The PM cannot afford to neglect his growth agenda
It is unfortunate that prime minister Narendra Modi has, over a period of time, changed his government’s narrative from being pro-growth to being pro-poor. Both are, in a sense, related since you can’t reduce poverty without more growth; but without infusing confidence in investors—apart from FIIs who are coming in since most of the world is in bad shape—you can’t get investments, and therefore growth, to go back up. This, however, requires tough steps and, since losers tend to bunch up while those benefiting don’t stop to support/thank the government, the chorus of protest will always seem overwhelming. If the prime minister is going to get distracted by the noise, he is certain to fail to enthuse investors. In the case of agriculture, for instance, more irrigation is critical, but the only way to get the necessary funds is to stop the huge leakages in food subsidies—the progress in moving to cash transfers, however, is not proceeding fast enough, partly for fear this will alienate people; if half the population doesn’t get the grain it is supposed to, it is difficult to understand how cash transfers will alienate the population. Indeed, the prime minister would do well to learn from the previous government which decided to hike diesel prices steadily, and there was no protest after the initial few months.

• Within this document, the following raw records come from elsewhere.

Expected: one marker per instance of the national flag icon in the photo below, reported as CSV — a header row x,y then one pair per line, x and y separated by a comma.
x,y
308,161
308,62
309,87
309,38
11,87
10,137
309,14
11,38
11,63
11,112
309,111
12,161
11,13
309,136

In the case of areas like petroleum and telecom, this newspaper has written often enough, the government has yet to get its policy right, and that is keeping big investments back. While the Cairn and FII tax notices have once again given rise to the fear that the days of tax terrorism are not over, the government is only hurting its own case by creating all manner of hurdles to even legitimate arbitration by companies. That is why you have had voices like Deepak Parekh’s expressing disappointment at the pace of reforms.
While a voice like that of Ratan Tata asking industry not to lose the faith must come as a breath of fresh air, as the state of the markets testifies, the goodwill isn’t going to last forever—the Sensex rose 14% between when the BJP won the elections and December 31, and just 0.66% since. That is why the government’s stance on the land Bill has now become a litmus test for its appetite, and ability to deliver, on reforms. Given the way the Bill has energised the Congress party as well as various political groups most had written off, it is not clear if the government can get the Bill passed in Parliament any time soon. Since the government has already diluted the Bill, especially in the case of industrial corridors—this was the best way to acquire land for new cities—its best bet is to keep re-promulgating the land ordinance while continuing to acquire more land for roads and irrigation projects. This will both reignite the investment climate as well as put more money in the hands of farmers, giving the prime minister time to convince political allies and farmer groups of the land Bill’s benefits. Meanwhile, we need big decisions, such as some major strategic sales of PSUs, to get the investor mood back up. It was the promise of rapid economic growth that got the prime minister to where he is today, and it is only the fulfilment of that which will get Indians to discard caste and other barriers to vote for him again in the coming state elections. The Congress lost the 2014 elections, P Chidambaram said around this time last year, because while the party won the 2009 elections in mainly urban India, it continued to focus on rural India over the next five years. That’s a lesson the prime minister mustn’t forget.